Annie s'est attachée à relever les réflexions relatives à la vie, la mort, le karma, la marche de l'univers, scandés par la phrase "être vivant et être mort c'est peut-être la même chose" (repris 5 fois).

Elle s'intéresse aux considérations d'Aki sur le passé, l'avenir et finalement la nécessité de vivre "le Présent".

Une intervenante n'a pas aimé le livre trop triste.

A l'écoute de notre échange , Andrée, qui n'a pas lu l'ouvrage, a l'impression d'avoir à faire à trois romans différents:

- un mélodrame,

- un roman philosophique,

- un roman d'amour.

Signe que nous avons réussi à refléter un peu la richesse de cette oeuvre; mais ne possédant pas l'art de Miyamoto Teru nos paroles n'ont pu restituer l'harmonie, la cohésion des "motifs" de ce brocart.

Direlire remercie Jacquie Delachet grâce à qui nous avons lu ce livre."

Christiane VINCENT

Auteur peu connu en France, Miyamoto nous offre un livre étonnant devant lequel nous occidentaux sommes un peu comme George W. Bush devant Stendhal (dixit Jean Courdouan). Le roman évoque une situation très banale et universelle, un homme et une femme se retrouvent brièvement après s'être séparés il y a dix ans et ils s'écrivent une dizaine de lettres qui nous font pénétrer lentement au plus profond de leur relation et de leur rupture.

Comme l'a fait remarquer Andrée Corse qui n'avait pas lu le livre, nous avons lu l'impression que chaque lecteur qui s'est exprimé avait lu un livre différent, une belle histoire d'amour, un livre sur le destin, le caractère fortuit ou non des rencontres, le karma,.. mais une oeuvre toute de subtilité, pouvant décrire tantôt le combat cruel entre un chat et un rat, tantôt la fragilité d'une branche de mimosa qui se transforme en poussière dès qu'on l'effleure.

Les deux personnages vivent dans deux Japon différents: lorsqu'ils se rencontrent dans le télécabine, la femme , Aki, va observer les étoiles avec son fils alors que l'homme, Arima, cherche à échapper à ses créanciers qui le menacent de mort. Elle vit protégée dans un Japon traditionnel tandis qu'il survit dans le Japon d'aujourd'hui dur et violent.

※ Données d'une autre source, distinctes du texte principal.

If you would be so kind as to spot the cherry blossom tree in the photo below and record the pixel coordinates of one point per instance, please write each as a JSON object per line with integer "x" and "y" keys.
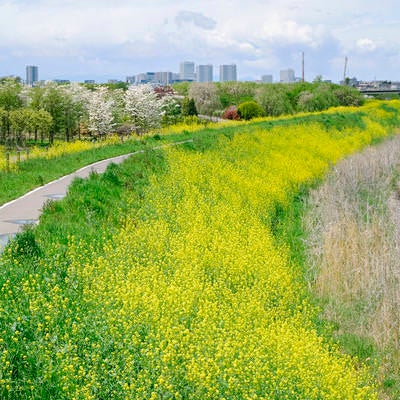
{"x": 143, "y": 107}
{"x": 100, "y": 110}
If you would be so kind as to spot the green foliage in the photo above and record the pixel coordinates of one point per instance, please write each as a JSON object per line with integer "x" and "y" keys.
{"x": 181, "y": 88}
{"x": 249, "y": 110}
{"x": 348, "y": 96}
{"x": 274, "y": 99}
{"x": 188, "y": 107}
{"x": 24, "y": 244}
{"x": 234, "y": 93}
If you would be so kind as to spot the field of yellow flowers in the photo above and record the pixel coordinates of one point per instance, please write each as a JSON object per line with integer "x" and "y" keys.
{"x": 192, "y": 296}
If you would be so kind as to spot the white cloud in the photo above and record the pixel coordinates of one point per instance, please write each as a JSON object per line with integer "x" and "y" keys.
{"x": 366, "y": 45}
{"x": 141, "y": 35}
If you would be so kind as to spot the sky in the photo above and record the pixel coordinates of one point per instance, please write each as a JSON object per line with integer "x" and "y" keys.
{"x": 112, "y": 39}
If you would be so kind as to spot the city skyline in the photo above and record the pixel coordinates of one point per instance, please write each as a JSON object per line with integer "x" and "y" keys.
{"x": 96, "y": 40}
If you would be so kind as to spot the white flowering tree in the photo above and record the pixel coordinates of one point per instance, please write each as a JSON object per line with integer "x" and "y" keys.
{"x": 100, "y": 110}
{"x": 143, "y": 107}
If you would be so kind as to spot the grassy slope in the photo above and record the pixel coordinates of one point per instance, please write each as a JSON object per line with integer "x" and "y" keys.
{"x": 357, "y": 280}
{"x": 94, "y": 209}
{"x": 36, "y": 172}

Plusieurs fois Aki évoque l'émotion que lui cause la 39ème symphonie de Mozart que vous entendez en ce moment si vous avez branché vos haut-parleurs. Le brocart est un tissu de soie brodé de fils d'or ou d'argent, comme le montre la couverture du livre ci-dessus qui représente des fleurs de cerisier. La vie des personnages est aussi un tissu sur lequel les échanges épistolaires brodent des motifs délicats ou violents.

Encore une fois ce qui a séduit la plupart des lecteurs de notre assemblée, c'est la subtilité de l'écriture, le dévoilement progressif de l'histoire de ces deux personnages qui permet d'aller jusqu'au plus profond de leurs sentiments. Un très beau livre proposé et présenté par Christiane Vincent que nous remercions.

Antoine VIQUESNEL

Etoffe somptueuse tissée de soie entremêlée d'or et d'argent. Une robe de brocart pouvait peser jusqu'à quarante kilos.

Est-ce vrai? On l'a dit.

Pourquoi avoir donné ce titre à ce roman japonais contemporain?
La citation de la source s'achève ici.